The shots had come from the shadow of a chimney across the roof. Under cover of the ventilator, Deming crouched and waited. There was movement at the edge of the brick mass, shadow slipping within shadow, and he fired once. The shadow quieted.
Then he became aware of other movement. Not at the chimney, but wide of it and beyond it. The flat expanse of roof seemed to stir and break. A trap door lifted slowly, inch by patient inch. And Deming realized suddenly that O’Connor had not followed him into the room below and onto the fire escape. Quickly, for diversion, he snapped two slugs in the direction of the chimney, and the small movement of the roof erupted in decisive violence. Orange tongues licked the darkness, and the crash of O’Connor’s gun repeated itself.
Deming stood up. There was a wild, uncontrolled singing in his head. He felt a little sick to his stomach, and his cheek burned like fire. Carefully, spacing his feet wide, he walked over to the chimney.
O’Connor was standing there beside the body of Connie Riebeau. If he was aware of Deming, he gave no sign. It was as if he and Connie were up there on the roof alone. Deming had the sudden disquieting feeling that he was intruding on a fantastic and esoteric ceremony.
“Good-by, Connie boy,” O’Connor said in a weird, light tone of exultation.

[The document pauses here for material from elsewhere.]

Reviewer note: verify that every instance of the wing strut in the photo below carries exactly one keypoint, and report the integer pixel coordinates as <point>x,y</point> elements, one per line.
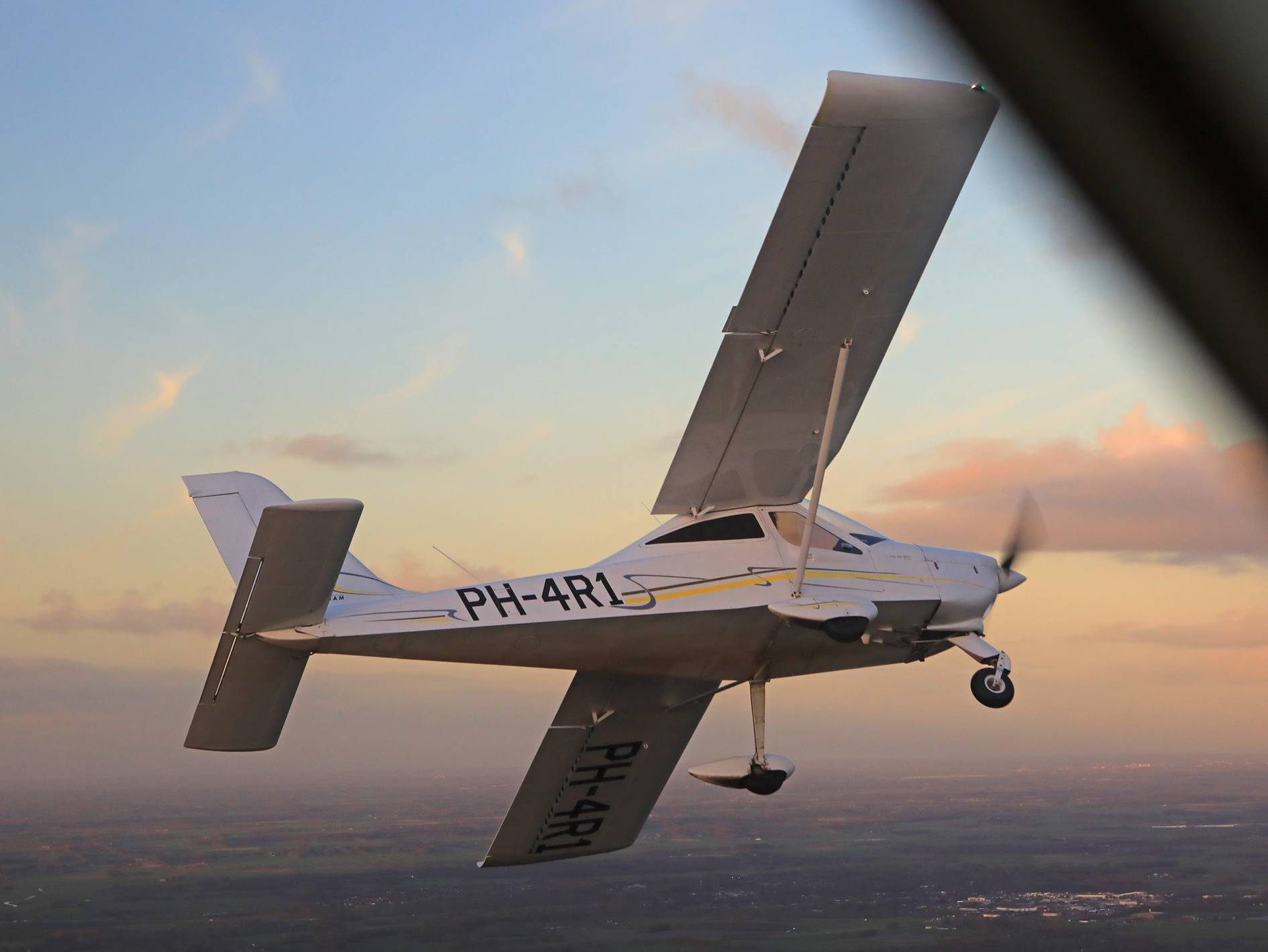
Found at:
<point>825,444</point>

Turning, Deming found his way to the trap door and down. In the hall below, he walked back to the room from which Connie Riebeau had fled. The woman was still there, sitting motionless in her chair. She had a thin, drawn face with big, lifeless eyes. They stared at each other, she and Deming, without speaking. Deming saw now that the woman’s chair was equipped with wheels. A light blanket covered the woman’s legs.
Behind Deming, O’Connor spoke harshly. “Connie’s dead as those he killed.”
He was speaking to the woman, but she didn’t answer. She didn’t even look at him. Tears gathered slowly in the dead eyes and spilled over onto the worn cheeks. Tears without sound. Tears for a killer who would inspire no other grief than this.
Deming moved again, out into the hall past O’Connor, who, following, said, “I’ll call the meat wagon.”
He went into Kelly’s room and used the phone. When he came out, Deming said, “That woman in there. She’s crippled.”
“Yeah,” O’Connor said. “Paralyzed.”
“What’s she to Riebeau?”
“She was Connie’s wife,” O’Connor said. “That’s how I knew Connie would come. She was isolated here. No friends. No money. No one to take care of her. Connie had to come.”
“Look,” Deming said, “Connie was a born killer. A torpedo for hire. A guy who had no right to live. You telling me he risked his life to come back here for a woman? A crippled woman?”
O’Connor stood quietly, looking over Deming’s shoulder at nothing, his eyes carefully blank. “Yeah,” he said. “Wouldn’t anybody?”